Il mondo dell’automobilismo piange l'ingegner Giovanni Marelli, venuto a mancare all’età di 84 anni. Dagli anni Settanta in poi si distinse come una delle figure di spicco a livello tecnico sia in ambito italiano che internazionale, militando dapprima in Ferrari e successivamente ricoprendo un ruolo-chiave in Alfa Romeo al fianco dell'ingegner Carlo Chiti.

Giovanni Marelli, una vita tra i motori

Giovanni Marelli nacque nel 1940 in una famiglia di industriali del tessile, mostrando sin da subito un innato interesse per le auto che venne inizialmente osteggiata dal padre Cesare.

Laureato in ingegneria, negli anni Sessanta iniziò a lavorare in Ferrari con il Reparto Corse portando subito la Dino 246 alla vittoria nella Tasman Cup 1969. L’ingegnere passò ad occuparsi successivamente del Campionato della Montagna con Peter Schetty, collezionando altri successi con la 212. Grazie ai risultati ottenuti, Marelli passò quindi ad occuparsi della 24 Ore di le Mans e di Formula 1, insieme a Mario Forghieri.

All’inizio degli anni Settanta arrivò la chiamata direttamente dall’allora presidente di Alfa Romeo, Giuseppe Luraghi. Collaborò insieme a Carlo Chiti nel programma legato al campionato prototipi con l’Alfa Romeo 33 e con le vetture Turismo nella categoria GTAM, che lo avrebbe portato alla vittoria del Campionato Europeo nel 1975.

Marelli riprese a lavorare nuovamente in Formula 1 prima con la Brabham che montava i motori Alfa Romeo, poi successivamente con il ritorno del Biscione in Formula 1.

La fondazione di MCM e le collaborazioni a Indy

La riapparizione della Casa di Arese non diede però i risultati sperati e Marelli lasciò quindi Alfa Romeo per creare una sua azienda, la MCM con sede a Milano.

In questa nuova realtà, Marelli insieme a diversi ingegneri italiani realizza un telaio di materiali compositi con Eric Broadley per la Lola del team Newman-Haas Racing che vince il Campionato Cart 1984 con l’amico fraterno Andretti. Dopo questo successo la sua azienda lavora anche con la Yamaha, nella Parigi-Dakar e alla Supermono 600.

Il tecnico lombardo però non si fermò alle automobili da corsa, ma con la genialità eclettica che lo contraddistingueva lavorò anche con Tullio Abbate nel campo della motonautica, seguendo lo sviluppo delle prime cellule di sicurezza.
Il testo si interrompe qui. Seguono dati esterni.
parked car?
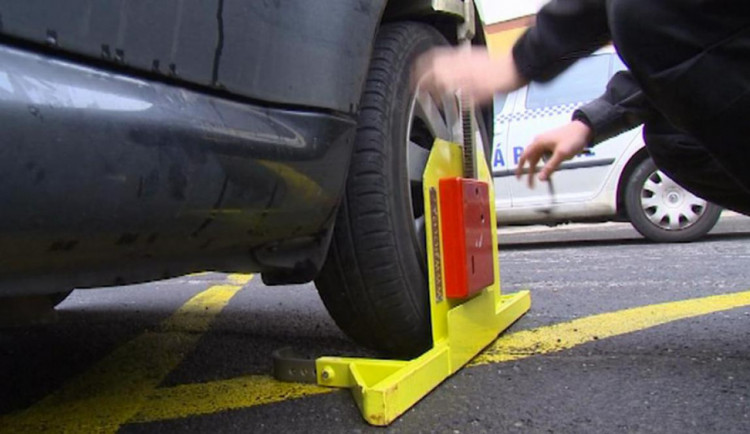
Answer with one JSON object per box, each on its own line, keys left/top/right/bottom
{"left": 490, "top": 47, "right": 721, "bottom": 242}
{"left": 0, "top": 1, "right": 492, "bottom": 357}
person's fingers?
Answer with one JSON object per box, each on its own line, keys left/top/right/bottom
{"left": 515, "top": 143, "right": 536, "bottom": 177}
{"left": 515, "top": 155, "right": 526, "bottom": 179}
{"left": 413, "top": 47, "right": 504, "bottom": 103}
{"left": 526, "top": 158, "right": 538, "bottom": 189}
{"left": 411, "top": 63, "right": 428, "bottom": 91}
{"left": 412, "top": 49, "right": 444, "bottom": 92}
{"left": 538, "top": 151, "right": 566, "bottom": 181}
{"left": 516, "top": 155, "right": 533, "bottom": 187}
{"left": 524, "top": 149, "right": 543, "bottom": 189}
{"left": 412, "top": 52, "right": 430, "bottom": 80}
{"left": 516, "top": 140, "right": 541, "bottom": 187}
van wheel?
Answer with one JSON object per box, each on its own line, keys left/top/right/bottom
{"left": 625, "top": 158, "right": 722, "bottom": 242}
{"left": 315, "top": 22, "right": 489, "bottom": 358}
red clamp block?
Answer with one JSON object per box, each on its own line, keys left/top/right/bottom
{"left": 438, "top": 178, "right": 495, "bottom": 299}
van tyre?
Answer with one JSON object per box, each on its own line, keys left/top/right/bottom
{"left": 315, "top": 22, "right": 487, "bottom": 358}
{"left": 625, "top": 158, "right": 721, "bottom": 242}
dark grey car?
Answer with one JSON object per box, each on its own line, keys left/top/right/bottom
{"left": 0, "top": 1, "right": 492, "bottom": 357}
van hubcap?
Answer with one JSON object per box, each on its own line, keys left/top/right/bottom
{"left": 641, "top": 170, "right": 708, "bottom": 231}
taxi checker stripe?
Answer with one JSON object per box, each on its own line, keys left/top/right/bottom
{"left": 496, "top": 102, "right": 582, "bottom": 124}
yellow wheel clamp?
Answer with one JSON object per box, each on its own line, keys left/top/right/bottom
{"left": 273, "top": 98, "right": 531, "bottom": 426}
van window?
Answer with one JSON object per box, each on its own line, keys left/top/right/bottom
{"left": 526, "top": 55, "right": 610, "bottom": 109}
{"left": 494, "top": 92, "right": 508, "bottom": 112}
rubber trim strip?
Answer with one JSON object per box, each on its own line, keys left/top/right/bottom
{"left": 492, "top": 158, "right": 616, "bottom": 178}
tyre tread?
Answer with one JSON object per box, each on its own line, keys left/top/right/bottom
{"left": 315, "top": 22, "right": 448, "bottom": 357}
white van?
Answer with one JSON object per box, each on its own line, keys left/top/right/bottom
{"left": 491, "top": 47, "right": 721, "bottom": 242}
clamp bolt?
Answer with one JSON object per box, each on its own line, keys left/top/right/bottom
{"left": 320, "top": 366, "right": 335, "bottom": 382}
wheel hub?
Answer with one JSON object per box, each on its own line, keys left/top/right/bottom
{"left": 641, "top": 170, "right": 708, "bottom": 231}
{"left": 664, "top": 190, "right": 683, "bottom": 207}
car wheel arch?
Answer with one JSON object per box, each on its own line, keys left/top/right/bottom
{"left": 380, "top": 1, "right": 487, "bottom": 56}
{"left": 615, "top": 147, "right": 651, "bottom": 218}
{"left": 375, "top": 3, "right": 493, "bottom": 153}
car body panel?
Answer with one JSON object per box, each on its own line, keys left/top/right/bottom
{"left": 0, "top": 0, "right": 387, "bottom": 114}
{"left": 0, "top": 1, "right": 483, "bottom": 297}
{"left": 0, "top": 44, "right": 355, "bottom": 296}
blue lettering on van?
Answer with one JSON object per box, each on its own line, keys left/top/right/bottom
{"left": 574, "top": 149, "right": 596, "bottom": 158}
{"left": 493, "top": 148, "right": 505, "bottom": 168}
{"left": 513, "top": 147, "right": 524, "bottom": 165}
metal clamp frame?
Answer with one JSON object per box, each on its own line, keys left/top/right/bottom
{"left": 273, "top": 139, "right": 531, "bottom": 426}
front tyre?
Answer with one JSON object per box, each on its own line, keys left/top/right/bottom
{"left": 625, "top": 158, "right": 721, "bottom": 242}
{"left": 315, "top": 22, "right": 476, "bottom": 358}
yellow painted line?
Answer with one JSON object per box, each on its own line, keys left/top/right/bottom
{"left": 122, "top": 290, "right": 750, "bottom": 425}
{"left": 471, "top": 289, "right": 750, "bottom": 366}
{"left": 131, "top": 375, "right": 331, "bottom": 423}
{"left": 227, "top": 273, "right": 254, "bottom": 285}
{"left": 3, "top": 284, "right": 748, "bottom": 430}
{"left": 0, "top": 274, "right": 253, "bottom": 434}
Fu anche attivo nel campo della medicina, sviluppando i primi componenti di carbonio per la radioterapia insieme al dottor Mario Romano dell’Ospedale Borgo Trento di Verona. 

Con la scomparsa di Giovanni Marelli viene a mancare un personaggio di riferimento che ha messo il suo genio al servizio delle corse, un mondo che ha amato sin dalla giovane età.